Bapak merengut tetapi dia tak beranjak dari sisiku. Aku tahu, dia tak suka dengan Parno, lelaki yang aku gaji untuk mengantar Bapak ke sana-kemari sejak dia sakit. Meski fisik Bapak terlihat kuat, tetap saja dia sakit dan membutuhkan orang lain yang selalu berada di sisinya. Aku tidak mau menjadi orang itu.

“Bisa kau suruh Parno duluan saja? Aku rindu kau, Nin.”

Rindu yang Bapak ucapkan selalu membuat bulu kudukku berdiri. Rasa mual yang tak pernah bisa hilang jika Bapak sudah mengeluarkan kalimat itu membuatku menutup mulut kuat-kuat.

“Kita bisa ke tempat biasa, kan, Nin?”

“Bapak tidak takut mati? Tidak takut neraka? Umur Bapak tak lama lagi!” aku berkata ketus kemudian memelankan suara karena beberapa pasang mata melihat ke arahku.

“Umur hanya angka, Nin, tidak ada hubungannya dengan rasa rindu Bapak denganmu.”

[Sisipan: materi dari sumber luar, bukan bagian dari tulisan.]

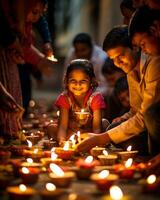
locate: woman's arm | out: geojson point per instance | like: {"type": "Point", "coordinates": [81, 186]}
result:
{"type": "Point", "coordinates": [63, 124]}
{"type": "Point", "coordinates": [97, 121]}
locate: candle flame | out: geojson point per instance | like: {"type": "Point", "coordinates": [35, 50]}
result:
{"type": "Point", "coordinates": [58, 113]}
{"type": "Point", "coordinates": [66, 146]}
{"type": "Point", "coordinates": [89, 159]}
{"type": "Point", "coordinates": [56, 169]}
{"type": "Point", "coordinates": [22, 187]}
{"type": "Point", "coordinates": [116, 192]}
{"type": "Point", "coordinates": [151, 179]}
{"type": "Point", "coordinates": [52, 58]}
{"type": "Point", "coordinates": [25, 170]}
{"type": "Point", "coordinates": [82, 110]}
{"type": "Point", "coordinates": [103, 174]}
{"type": "Point", "coordinates": [35, 151]}
{"type": "Point", "coordinates": [53, 149]}
{"type": "Point", "coordinates": [128, 163]}
{"type": "Point", "coordinates": [105, 152]}
{"type": "Point", "coordinates": [50, 187]}
{"type": "Point", "coordinates": [129, 148]}
{"type": "Point", "coordinates": [29, 143]}
{"type": "Point", "coordinates": [30, 160]}
{"type": "Point", "coordinates": [53, 156]}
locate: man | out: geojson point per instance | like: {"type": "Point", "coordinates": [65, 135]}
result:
{"type": "Point", "coordinates": [143, 80]}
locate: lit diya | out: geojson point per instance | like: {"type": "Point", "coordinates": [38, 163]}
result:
{"type": "Point", "coordinates": [124, 155]}
{"type": "Point", "coordinates": [53, 159]}
{"type": "Point", "coordinates": [65, 153]}
{"type": "Point", "coordinates": [127, 170]}
{"type": "Point", "coordinates": [85, 167]}
{"type": "Point", "coordinates": [96, 151]}
{"type": "Point", "coordinates": [151, 184]}
{"type": "Point", "coordinates": [20, 192]}
{"type": "Point", "coordinates": [103, 179]}
{"type": "Point", "coordinates": [29, 175]}
{"type": "Point", "coordinates": [107, 159]}
{"type": "Point", "coordinates": [50, 192]}
{"type": "Point", "coordinates": [59, 177]}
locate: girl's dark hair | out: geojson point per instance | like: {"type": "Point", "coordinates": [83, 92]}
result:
{"type": "Point", "coordinates": [121, 85]}
{"type": "Point", "coordinates": [83, 38]}
{"type": "Point", "coordinates": [127, 4]}
{"type": "Point", "coordinates": [118, 36]}
{"type": "Point", "coordinates": [142, 20]}
{"type": "Point", "coordinates": [84, 65]}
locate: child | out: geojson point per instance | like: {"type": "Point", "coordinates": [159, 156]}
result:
{"type": "Point", "coordinates": [80, 85]}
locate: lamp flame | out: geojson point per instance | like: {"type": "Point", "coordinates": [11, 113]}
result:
{"type": "Point", "coordinates": [116, 192]}
{"type": "Point", "coordinates": [29, 143]}
{"type": "Point", "coordinates": [50, 187]}
{"type": "Point", "coordinates": [29, 160]}
{"type": "Point", "coordinates": [103, 174]}
{"type": "Point", "coordinates": [128, 163]}
{"type": "Point", "coordinates": [89, 159]}
{"type": "Point", "coordinates": [22, 187]}
{"type": "Point", "coordinates": [105, 152]}
{"type": "Point", "coordinates": [25, 170]}
{"type": "Point", "coordinates": [129, 148]}
{"type": "Point", "coordinates": [56, 169]}
{"type": "Point", "coordinates": [151, 179]}
{"type": "Point", "coordinates": [66, 146]}
{"type": "Point", "coordinates": [53, 156]}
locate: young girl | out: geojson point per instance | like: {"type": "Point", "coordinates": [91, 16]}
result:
{"type": "Point", "coordinates": [80, 84]}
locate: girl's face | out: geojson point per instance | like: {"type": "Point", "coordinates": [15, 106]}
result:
{"type": "Point", "coordinates": [78, 83]}
{"type": "Point", "coordinates": [35, 13]}
{"type": "Point", "coordinates": [148, 43]}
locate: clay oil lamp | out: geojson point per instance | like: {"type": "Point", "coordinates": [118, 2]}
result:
{"type": "Point", "coordinates": [29, 163]}
{"type": "Point", "coordinates": [104, 180]}
{"type": "Point", "coordinates": [85, 167]}
{"type": "Point", "coordinates": [82, 116]}
{"type": "Point", "coordinates": [151, 184]}
{"type": "Point", "coordinates": [20, 192]}
{"type": "Point", "coordinates": [29, 175]}
{"type": "Point", "coordinates": [96, 151]}
{"type": "Point", "coordinates": [107, 159]}
{"type": "Point", "coordinates": [127, 170]}
{"type": "Point", "coordinates": [53, 159]}
{"type": "Point", "coordinates": [50, 192]}
{"type": "Point", "coordinates": [66, 152]}
{"type": "Point", "coordinates": [59, 177]}
{"type": "Point", "coordinates": [124, 155]}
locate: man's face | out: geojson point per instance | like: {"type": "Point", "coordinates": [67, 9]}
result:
{"type": "Point", "coordinates": [82, 50]}
{"type": "Point", "coordinates": [123, 57]}
{"type": "Point", "coordinates": [148, 43]}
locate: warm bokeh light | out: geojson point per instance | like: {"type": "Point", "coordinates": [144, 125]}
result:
{"type": "Point", "coordinates": [22, 187]}
{"type": "Point", "coordinates": [116, 193]}
{"type": "Point", "coordinates": [29, 160]}
{"type": "Point", "coordinates": [29, 143]}
{"type": "Point", "coordinates": [129, 148]}
{"type": "Point", "coordinates": [66, 146]}
{"type": "Point", "coordinates": [56, 169]}
{"type": "Point", "coordinates": [103, 174]}
{"type": "Point", "coordinates": [50, 187]}
{"type": "Point", "coordinates": [128, 163]}
{"type": "Point", "coordinates": [151, 179]}
{"type": "Point", "coordinates": [89, 159]}
{"type": "Point", "coordinates": [105, 152]}
{"type": "Point", "coordinates": [25, 170]}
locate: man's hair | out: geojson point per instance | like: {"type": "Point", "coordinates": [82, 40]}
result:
{"type": "Point", "coordinates": [142, 20]}
{"type": "Point", "coordinates": [83, 38]}
{"type": "Point", "coordinates": [118, 36]}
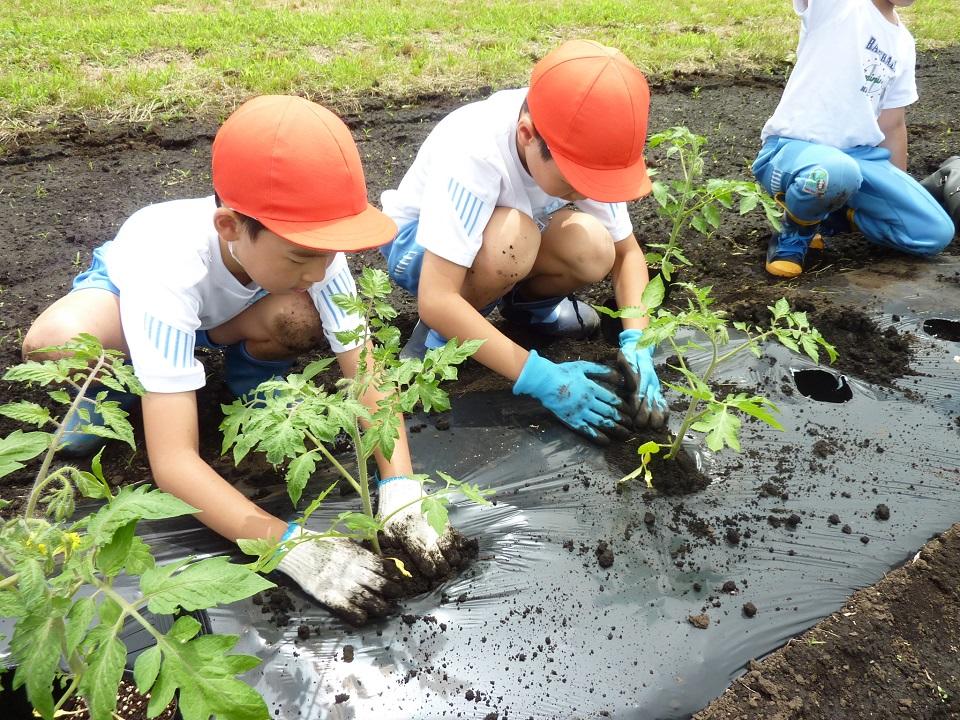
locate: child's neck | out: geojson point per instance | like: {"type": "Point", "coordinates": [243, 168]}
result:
{"type": "Point", "coordinates": [888, 10]}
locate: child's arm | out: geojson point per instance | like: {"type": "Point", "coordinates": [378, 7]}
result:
{"type": "Point", "coordinates": [893, 124]}
{"type": "Point", "coordinates": [630, 277]}
{"type": "Point", "coordinates": [349, 580]}
{"type": "Point", "coordinates": [444, 309]}
{"type": "Point", "coordinates": [570, 390]}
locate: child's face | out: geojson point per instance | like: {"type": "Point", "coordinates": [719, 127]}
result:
{"type": "Point", "coordinates": [275, 264]}
{"type": "Point", "coordinates": [279, 266]}
{"type": "Point", "coordinates": [544, 172]}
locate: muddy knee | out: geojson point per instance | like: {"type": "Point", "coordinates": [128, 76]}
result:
{"type": "Point", "coordinates": [296, 324]}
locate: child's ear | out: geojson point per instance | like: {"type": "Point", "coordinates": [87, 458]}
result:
{"type": "Point", "coordinates": [227, 224]}
{"type": "Point", "coordinates": [526, 133]}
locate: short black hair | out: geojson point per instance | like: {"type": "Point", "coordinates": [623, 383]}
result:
{"type": "Point", "coordinates": [250, 224]}
{"type": "Point", "coordinates": [544, 150]}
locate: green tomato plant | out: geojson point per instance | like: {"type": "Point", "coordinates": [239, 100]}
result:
{"type": "Point", "coordinates": [692, 202]}
{"type": "Point", "coordinates": [295, 421]}
{"type": "Point", "coordinates": [717, 417]}
{"type": "Point", "coordinates": [58, 574]}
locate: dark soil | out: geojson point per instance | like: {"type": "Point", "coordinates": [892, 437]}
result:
{"type": "Point", "coordinates": [890, 652]}
{"type": "Point", "coordinates": [67, 190]}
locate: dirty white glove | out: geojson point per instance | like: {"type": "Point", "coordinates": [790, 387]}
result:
{"type": "Point", "coordinates": [433, 554]}
{"type": "Point", "coordinates": [339, 573]}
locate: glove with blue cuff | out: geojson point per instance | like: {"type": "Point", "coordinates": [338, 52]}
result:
{"type": "Point", "coordinates": [400, 506]}
{"type": "Point", "coordinates": [645, 403]}
{"type": "Point", "coordinates": [577, 394]}
{"type": "Point", "coordinates": [349, 580]}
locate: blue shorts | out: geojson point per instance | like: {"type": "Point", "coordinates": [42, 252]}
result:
{"type": "Point", "coordinates": [96, 276]}
{"type": "Point", "coordinates": [405, 257]}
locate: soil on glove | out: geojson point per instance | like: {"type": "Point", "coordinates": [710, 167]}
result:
{"type": "Point", "coordinates": [66, 191]}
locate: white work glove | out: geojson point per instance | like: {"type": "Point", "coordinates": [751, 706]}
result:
{"type": "Point", "coordinates": [349, 580]}
{"type": "Point", "coordinates": [433, 554]}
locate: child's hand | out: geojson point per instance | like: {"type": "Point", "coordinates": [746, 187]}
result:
{"type": "Point", "coordinates": [400, 504]}
{"type": "Point", "coordinates": [645, 404]}
{"type": "Point", "coordinates": [349, 580]}
{"type": "Point", "coordinates": [571, 392]}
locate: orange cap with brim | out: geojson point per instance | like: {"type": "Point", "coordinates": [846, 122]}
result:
{"type": "Point", "coordinates": [293, 165]}
{"type": "Point", "coordinates": [590, 104]}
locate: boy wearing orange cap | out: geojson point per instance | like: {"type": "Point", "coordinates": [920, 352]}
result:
{"type": "Point", "coordinates": [518, 201]}
{"type": "Point", "coordinates": [251, 270]}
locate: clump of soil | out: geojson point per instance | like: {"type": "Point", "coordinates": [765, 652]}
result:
{"type": "Point", "coordinates": [890, 652]}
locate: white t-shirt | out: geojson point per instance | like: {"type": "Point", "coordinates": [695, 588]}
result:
{"type": "Point", "coordinates": [166, 262]}
{"type": "Point", "coordinates": [851, 63]}
{"type": "Point", "coordinates": [469, 165]}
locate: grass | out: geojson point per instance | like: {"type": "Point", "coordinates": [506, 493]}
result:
{"type": "Point", "coordinates": [137, 60]}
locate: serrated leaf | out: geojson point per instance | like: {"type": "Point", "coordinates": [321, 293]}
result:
{"type": "Point", "coordinates": [26, 412]}
{"type": "Point", "coordinates": [199, 585]}
{"type": "Point", "coordinates": [140, 503]}
{"type": "Point", "coordinates": [299, 471]}
{"type": "Point", "coordinates": [434, 509]}
{"type": "Point", "coordinates": [101, 680]}
{"type": "Point", "coordinates": [35, 647]}
{"type": "Point", "coordinates": [112, 556]}
{"type": "Point", "coordinates": [19, 447]}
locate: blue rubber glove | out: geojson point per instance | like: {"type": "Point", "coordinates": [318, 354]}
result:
{"type": "Point", "coordinates": [571, 392]}
{"type": "Point", "coordinates": [645, 405]}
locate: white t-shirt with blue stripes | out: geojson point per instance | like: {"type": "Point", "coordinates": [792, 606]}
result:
{"type": "Point", "coordinates": [166, 263]}
{"type": "Point", "coordinates": [467, 167]}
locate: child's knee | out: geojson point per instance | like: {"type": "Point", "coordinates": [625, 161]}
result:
{"type": "Point", "coordinates": [296, 324]}
{"type": "Point", "coordinates": [589, 249]}
{"type": "Point", "coordinates": [511, 241]}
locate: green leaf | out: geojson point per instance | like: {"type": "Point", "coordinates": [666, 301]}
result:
{"type": "Point", "coordinates": [26, 412]}
{"type": "Point", "coordinates": [113, 556]}
{"type": "Point", "coordinates": [722, 429]}
{"type": "Point", "coordinates": [138, 503]}
{"type": "Point", "coordinates": [35, 646]}
{"type": "Point", "coordinates": [199, 585]}
{"type": "Point", "coordinates": [435, 510]}
{"type": "Point", "coordinates": [18, 447]}
{"type": "Point", "coordinates": [653, 293]}
{"type": "Point", "coordinates": [101, 681]}
{"type": "Point", "coordinates": [299, 471]}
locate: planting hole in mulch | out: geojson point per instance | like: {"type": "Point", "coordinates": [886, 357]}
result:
{"type": "Point", "coordinates": [942, 329]}
{"type": "Point", "coordinates": [822, 386]}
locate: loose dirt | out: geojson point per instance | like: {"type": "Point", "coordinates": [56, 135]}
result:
{"type": "Point", "coordinates": [67, 190]}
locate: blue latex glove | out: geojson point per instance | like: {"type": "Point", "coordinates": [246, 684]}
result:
{"type": "Point", "coordinates": [645, 404]}
{"type": "Point", "coordinates": [571, 392]}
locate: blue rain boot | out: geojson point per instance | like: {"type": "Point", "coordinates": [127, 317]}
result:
{"type": "Point", "coordinates": [243, 372]}
{"type": "Point", "coordinates": [424, 338]}
{"type": "Point", "coordinates": [556, 316]}
{"type": "Point", "coordinates": [76, 444]}
{"type": "Point", "coordinates": [788, 248]}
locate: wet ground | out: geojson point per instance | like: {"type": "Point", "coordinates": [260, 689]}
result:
{"type": "Point", "coordinates": [67, 191]}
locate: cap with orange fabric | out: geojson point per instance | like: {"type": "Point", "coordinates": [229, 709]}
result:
{"type": "Point", "coordinates": [293, 165]}
{"type": "Point", "coordinates": [590, 104]}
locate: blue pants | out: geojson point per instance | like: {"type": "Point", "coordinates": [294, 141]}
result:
{"type": "Point", "coordinates": [405, 257]}
{"type": "Point", "coordinates": [890, 207]}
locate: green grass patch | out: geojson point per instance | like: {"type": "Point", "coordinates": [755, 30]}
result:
{"type": "Point", "coordinates": [140, 60]}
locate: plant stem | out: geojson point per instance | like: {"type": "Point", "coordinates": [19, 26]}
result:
{"type": "Point", "coordinates": [364, 483]}
{"type": "Point", "coordinates": [34, 495]}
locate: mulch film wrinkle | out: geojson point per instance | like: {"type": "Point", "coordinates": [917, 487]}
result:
{"type": "Point", "coordinates": [585, 602]}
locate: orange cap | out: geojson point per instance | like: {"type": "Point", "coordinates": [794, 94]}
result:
{"type": "Point", "coordinates": [590, 105]}
{"type": "Point", "coordinates": [292, 164]}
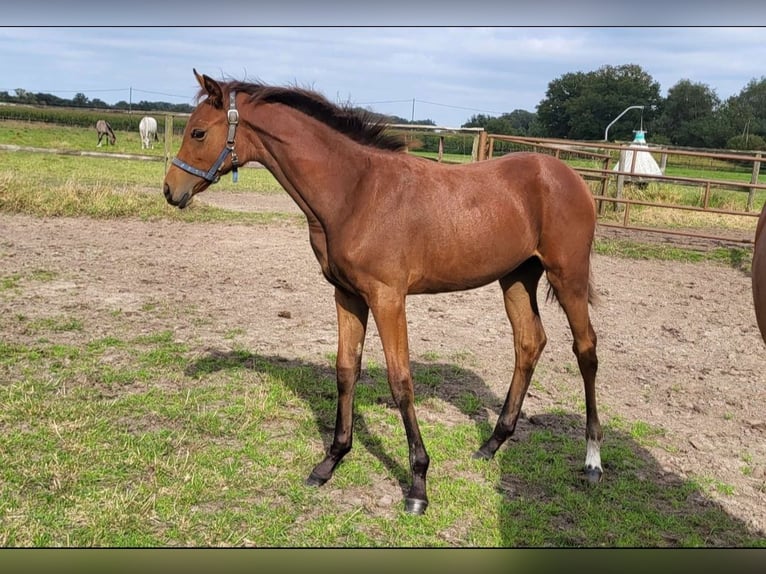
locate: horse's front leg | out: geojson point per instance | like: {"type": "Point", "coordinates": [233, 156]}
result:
{"type": "Point", "coordinates": [352, 326]}
{"type": "Point", "coordinates": [388, 308]}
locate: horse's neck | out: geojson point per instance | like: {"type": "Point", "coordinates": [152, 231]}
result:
{"type": "Point", "coordinates": [303, 155]}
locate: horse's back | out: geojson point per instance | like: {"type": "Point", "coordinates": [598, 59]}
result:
{"type": "Point", "coordinates": [759, 273]}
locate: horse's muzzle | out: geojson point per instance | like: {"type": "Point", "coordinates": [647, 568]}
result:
{"type": "Point", "coordinates": [180, 203]}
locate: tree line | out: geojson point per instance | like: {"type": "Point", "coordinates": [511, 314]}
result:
{"type": "Point", "coordinates": [577, 106]}
{"type": "Point", "coordinates": [580, 106]}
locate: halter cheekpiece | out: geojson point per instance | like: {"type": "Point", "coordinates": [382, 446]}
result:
{"type": "Point", "coordinates": [212, 175]}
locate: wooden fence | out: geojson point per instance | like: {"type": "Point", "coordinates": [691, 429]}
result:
{"type": "Point", "coordinates": [598, 163]}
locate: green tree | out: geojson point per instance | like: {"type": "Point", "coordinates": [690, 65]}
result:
{"type": "Point", "coordinates": [745, 113]}
{"type": "Point", "coordinates": [581, 105]}
{"type": "Point", "coordinates": [689, 116]}
{"type": "Point", "coordinates": [517, 122]}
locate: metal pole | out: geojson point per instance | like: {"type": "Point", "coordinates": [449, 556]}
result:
{"type": "Point", "coordinates": [606, 131]}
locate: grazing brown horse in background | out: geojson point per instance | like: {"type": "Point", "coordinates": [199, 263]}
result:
{"type": "Point", "coordinates": [384, 224]}
{"type": "Point", "coordinates": [104, 130]}
{"type": "Point", "coordinates": [759, 273]}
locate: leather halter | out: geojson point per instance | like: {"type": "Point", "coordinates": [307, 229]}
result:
{"type": "Point", "coordinates": [212, 175]}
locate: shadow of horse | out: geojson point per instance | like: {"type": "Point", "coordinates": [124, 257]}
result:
{"type": "Point", "coordinates": [372, 388]}
{"type": "Point", "coordinates": [637, 501]}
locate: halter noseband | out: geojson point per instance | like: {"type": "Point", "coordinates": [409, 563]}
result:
{"type": "Point", "coordinates": [212, 175]}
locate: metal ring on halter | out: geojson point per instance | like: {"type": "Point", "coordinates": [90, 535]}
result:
{"type": "Point", "coordinates": [212, 175]}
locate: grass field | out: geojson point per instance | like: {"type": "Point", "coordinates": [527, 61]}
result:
{"type": "Point", "coordinates": [201, 456]}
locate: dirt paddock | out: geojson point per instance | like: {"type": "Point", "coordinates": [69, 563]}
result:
{"type": "Point", "coordinates": [679, 347]}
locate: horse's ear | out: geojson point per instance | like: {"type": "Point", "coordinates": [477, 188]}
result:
{"type": "Point", "coordinates": [213, 89]}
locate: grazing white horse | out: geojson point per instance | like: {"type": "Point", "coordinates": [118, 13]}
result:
{"type": "Point", "coordinates": [148, 130]}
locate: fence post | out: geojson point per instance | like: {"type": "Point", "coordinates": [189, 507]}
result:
{"type": "Point", "coordinates": [620, 180]}
{"type": "Point", "coordinates": [481, 154]}
{"type": "Point", "coordinates": [754, 180]}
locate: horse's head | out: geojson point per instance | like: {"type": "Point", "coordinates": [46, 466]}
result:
{"type": "Point", "coordinates": [207, 149]}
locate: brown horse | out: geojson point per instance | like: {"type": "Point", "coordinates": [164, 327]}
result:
{"type": "Point", "coordinates": [759, 273]}
{"type": "Point", "coordinates": [384, 224]}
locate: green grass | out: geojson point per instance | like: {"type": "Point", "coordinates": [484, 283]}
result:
{"type": "Point", "coordinates": [735, 257]}
{"type": "Point", "coordinates": [135, 442]}
{"type": "Point", "coordinates": [68, 186]}
{"type": "Point", "coordinates": [143, 440]}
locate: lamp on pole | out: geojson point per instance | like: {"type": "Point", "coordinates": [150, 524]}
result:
{"type": "Point", "coordinates": [606, 131]}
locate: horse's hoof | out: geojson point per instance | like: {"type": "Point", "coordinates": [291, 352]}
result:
{"type": "Point", "coordinates": [593, 475]}
{"type": "Point", "coordinates": [415, 506]}
{"type": "Point", "coordinates": [482, 455]}
{"type": "Point", "coordinates": [315, 480]}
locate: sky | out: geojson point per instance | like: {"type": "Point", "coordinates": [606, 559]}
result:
{"type": "Point", "coordinates": [445, 72]}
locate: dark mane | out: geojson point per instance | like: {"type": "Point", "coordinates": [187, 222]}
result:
{"type": "Point", "coordinates": [360, 125]}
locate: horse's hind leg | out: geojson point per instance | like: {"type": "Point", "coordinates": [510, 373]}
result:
{"type": "Point", "coordinates": [352, 326]}
{"type": "Point", "coordinates": [572, 290]}
{"type": "Point", "coordinates": [520, 297]}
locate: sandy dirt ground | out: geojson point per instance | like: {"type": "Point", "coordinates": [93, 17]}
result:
{"type": "Point", "coordinates": [679, 347]}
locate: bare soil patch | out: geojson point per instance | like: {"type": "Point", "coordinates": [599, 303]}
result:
{"type": "Point", "coordinates": [679, 347]}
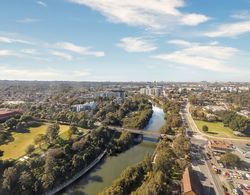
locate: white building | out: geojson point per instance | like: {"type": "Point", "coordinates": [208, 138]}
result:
{"type": "Point", "coordinates": [83, 107]}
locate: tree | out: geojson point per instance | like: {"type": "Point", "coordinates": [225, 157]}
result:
{"type": "Point", "coordinates": [9, 178]}
{"type": "Point", "coordinates": [230, 159]}
{"type": "Point", "coordinates": [73, 129]}
{"type": "Point", "coordinates": [26, 180]}
{"type": "Point", "coordinates": [52, 132]}
{"type": "Point", "coordinates": [205, 128]}
{"type": "Point", "coordinates": [11, 123]}
{"type": "Point", "coordinates": [39, 139]}
{"type": "Point", "coordinates": [30, 149]}
{"type": "Point", "coordinates": [1, 153]}
{"type": "Point", "coordinates": [192, 99]}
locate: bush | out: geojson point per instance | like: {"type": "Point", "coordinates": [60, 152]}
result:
{"type": "Point", "coordinates": [205, 128]}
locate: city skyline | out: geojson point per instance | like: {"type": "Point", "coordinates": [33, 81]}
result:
{"type": "Point", "coordinates": [110, 40]}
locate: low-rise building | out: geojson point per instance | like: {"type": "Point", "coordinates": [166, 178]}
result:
{"type": "Point", "coordinates": [83, 107]}
{"type": "Point", "coordinates": [6, 113]}
{"type": "Point", "coordinates": [191, 184]}
{"type": "Point", "coordinates": [219, 146]}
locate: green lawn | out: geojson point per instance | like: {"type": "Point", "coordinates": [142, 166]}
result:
{"type": "Point", "coordinates": [16, 148]}
{"type": "Point", "coordinates": [217, 129]}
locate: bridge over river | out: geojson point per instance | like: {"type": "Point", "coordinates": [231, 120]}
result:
{"type": "Point", "coordinates": [147, 133]}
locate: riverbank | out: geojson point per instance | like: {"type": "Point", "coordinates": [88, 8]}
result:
{"type": "Point", "coordinates": [77, 176]}
{"type": "Point", "coordinates": [103, 175]}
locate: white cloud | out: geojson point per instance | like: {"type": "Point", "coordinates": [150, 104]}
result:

“Sudahlah! Aku mau langsung pulang.”

“Nin ….”

“Aku tunggu di mobil. Nanti Parno aku suruh ke sini.”

“Nin ….”

***

Padang, 29 Juni 2024

Rinanda Tesniana, pencinta hujan dan bubur ayam.

Komentar juri, Berry:

Kesan pertamaku setelah membaca cerita ini adalah betapa “buas” ide ceritanya. Sangat gelap dan menjijikkan. Rasanya seperti dicemplungkan ke dalam sumur yang lembab, basah, dan bisa kaurasakan banyak makhluk kecil tak kauketahui bergerak-gerak mengerubungi kakimu. Dan itulah yang membuat cerpen ini, paling tidak menurutku, tampak menonjol. Ia menawarkan sesuatu yang tidak ada pada cerita lain. Meskipun begitu, ide yang sangat berani ini terasa tidak seimbang dengan karakterisasi. Tiap tokoh adalah ekstrem, situasi yang mereka jalani adalah ekstrem, alur ceritanya pun ekstrem; sementara ruang menulis yang tersedia tidak memadai. Dan yang akhirnya terasa adalah pacing yang terlalu cepat.